I don’t know where the time goes. It’s escaped me, literally, my brain unable to recall how I got into the car with Nico, exactly where we were before we were driving. I don’t know how much I’ve had to drink, but I can guess it’s a fair amount because I’m screaming. Just screaming, no words, kicking my feet against his dashboard.
“We’re going to wreck,” he snaps. “Fucking quit it.”
I can’t stop. “You’re not listening to me!” I yell, words finally coming to me.
“You’re not saying anything! Stop kicking.” I move my feet harder. One slips, crashing into his windshield. Crack. I cackle. He slams on the breaks. “Are you insane? You’re fucking insane! What is wrong with you?” I can’t stop laughing. Until the screaming starts again, me shaking my head over and over trying to slow down all the words tumbling together in my mind—my own thoughts, running marathon speed. I just want it to slow down.
“It won’t stop,” I say, gasping. “It won’t stop!” I have to scream again. Nico covers his ears and growls.
“Freaking stop it already! Look what you’ve done. You’re paying for this shit.”

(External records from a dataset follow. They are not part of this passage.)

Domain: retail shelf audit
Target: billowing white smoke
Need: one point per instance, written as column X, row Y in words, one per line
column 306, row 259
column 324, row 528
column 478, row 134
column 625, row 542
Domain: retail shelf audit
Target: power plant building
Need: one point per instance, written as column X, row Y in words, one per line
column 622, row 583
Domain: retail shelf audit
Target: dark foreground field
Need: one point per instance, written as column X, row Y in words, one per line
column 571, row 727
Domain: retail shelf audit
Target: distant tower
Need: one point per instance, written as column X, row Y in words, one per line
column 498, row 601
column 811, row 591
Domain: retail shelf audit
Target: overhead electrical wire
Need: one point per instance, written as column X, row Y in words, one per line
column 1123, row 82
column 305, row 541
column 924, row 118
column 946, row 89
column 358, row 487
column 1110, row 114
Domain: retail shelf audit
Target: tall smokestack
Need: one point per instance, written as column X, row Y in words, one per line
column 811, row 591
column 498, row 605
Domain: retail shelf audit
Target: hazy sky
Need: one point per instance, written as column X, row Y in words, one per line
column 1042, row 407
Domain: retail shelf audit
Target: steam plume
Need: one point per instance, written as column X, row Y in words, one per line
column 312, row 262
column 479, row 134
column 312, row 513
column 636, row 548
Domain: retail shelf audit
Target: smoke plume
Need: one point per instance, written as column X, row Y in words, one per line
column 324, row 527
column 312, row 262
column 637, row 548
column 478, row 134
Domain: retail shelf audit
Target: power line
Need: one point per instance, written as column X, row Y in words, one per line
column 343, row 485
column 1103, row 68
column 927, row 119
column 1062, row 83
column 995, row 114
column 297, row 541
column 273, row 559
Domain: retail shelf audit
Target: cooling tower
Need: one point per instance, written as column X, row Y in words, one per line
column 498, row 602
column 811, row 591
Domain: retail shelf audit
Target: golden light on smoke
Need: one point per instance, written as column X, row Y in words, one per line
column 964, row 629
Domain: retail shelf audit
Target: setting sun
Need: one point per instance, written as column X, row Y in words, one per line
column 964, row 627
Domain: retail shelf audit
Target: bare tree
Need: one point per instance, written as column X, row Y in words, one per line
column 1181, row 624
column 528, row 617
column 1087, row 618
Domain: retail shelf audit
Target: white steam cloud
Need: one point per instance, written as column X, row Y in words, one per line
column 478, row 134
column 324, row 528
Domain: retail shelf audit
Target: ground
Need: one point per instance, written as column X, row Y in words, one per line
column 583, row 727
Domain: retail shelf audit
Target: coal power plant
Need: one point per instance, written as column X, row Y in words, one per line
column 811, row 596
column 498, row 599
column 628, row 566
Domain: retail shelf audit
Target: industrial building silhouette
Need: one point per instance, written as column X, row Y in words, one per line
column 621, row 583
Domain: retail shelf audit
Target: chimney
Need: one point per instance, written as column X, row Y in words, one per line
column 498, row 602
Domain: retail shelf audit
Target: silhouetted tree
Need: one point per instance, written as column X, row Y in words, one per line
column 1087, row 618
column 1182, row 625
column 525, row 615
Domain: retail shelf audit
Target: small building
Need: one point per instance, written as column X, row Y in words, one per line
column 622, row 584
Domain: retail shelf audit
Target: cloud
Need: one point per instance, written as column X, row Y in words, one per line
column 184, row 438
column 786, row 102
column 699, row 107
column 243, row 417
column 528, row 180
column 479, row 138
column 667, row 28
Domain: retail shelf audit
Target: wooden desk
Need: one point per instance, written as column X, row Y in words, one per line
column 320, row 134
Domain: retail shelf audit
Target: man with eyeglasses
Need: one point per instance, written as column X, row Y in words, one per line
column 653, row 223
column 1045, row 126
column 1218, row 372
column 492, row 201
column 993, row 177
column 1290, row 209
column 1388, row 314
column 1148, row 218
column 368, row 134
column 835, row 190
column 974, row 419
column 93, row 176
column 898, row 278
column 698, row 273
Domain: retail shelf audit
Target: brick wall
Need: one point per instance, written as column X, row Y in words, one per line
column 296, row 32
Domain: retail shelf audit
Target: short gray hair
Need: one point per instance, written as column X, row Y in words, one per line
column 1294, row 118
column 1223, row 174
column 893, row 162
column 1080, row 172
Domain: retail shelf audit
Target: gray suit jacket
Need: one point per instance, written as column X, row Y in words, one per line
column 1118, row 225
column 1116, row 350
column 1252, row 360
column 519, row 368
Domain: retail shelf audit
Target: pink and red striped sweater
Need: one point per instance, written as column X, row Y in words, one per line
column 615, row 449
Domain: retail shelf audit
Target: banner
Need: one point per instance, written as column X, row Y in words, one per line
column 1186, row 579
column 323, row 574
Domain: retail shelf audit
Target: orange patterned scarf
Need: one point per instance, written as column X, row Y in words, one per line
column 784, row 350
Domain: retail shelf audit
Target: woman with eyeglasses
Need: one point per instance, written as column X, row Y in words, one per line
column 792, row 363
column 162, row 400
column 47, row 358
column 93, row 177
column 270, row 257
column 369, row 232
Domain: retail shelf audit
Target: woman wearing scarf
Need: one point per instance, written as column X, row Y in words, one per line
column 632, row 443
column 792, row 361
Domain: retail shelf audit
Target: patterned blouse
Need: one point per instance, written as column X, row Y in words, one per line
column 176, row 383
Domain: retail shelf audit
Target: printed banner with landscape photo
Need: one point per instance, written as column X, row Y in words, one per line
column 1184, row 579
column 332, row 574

I open the door and stumble out of the car. I can barely stand up straight. The noise in my head is so, so loud—so, so incomprehensible. It’s plain madness. I stand on the sidewalk and shout. It’s late so nobody’s outside, nobody’s listening. Nobody ever does.
“Get in. Get in!”
I pound my fist against my forehead, trying to quiet things down. It just gets louder. “Stop!” I order my mind. “Just stop!”
“Fine!” Nico shrieks. “Just stay there. I don’t give a shit.” He drives off. And I’m all alone, with just the whirring thoughts in my head. I don’t care about finding my way back. I shout until my voice is weak and raspy. It could be for hours, I don’t know. The noise doesn’t stop, and I start to cry. But I’m not sad, quite the opposite. It’s the oddest feeling I’ve ever had. Like I’m so happy, I could kill myself.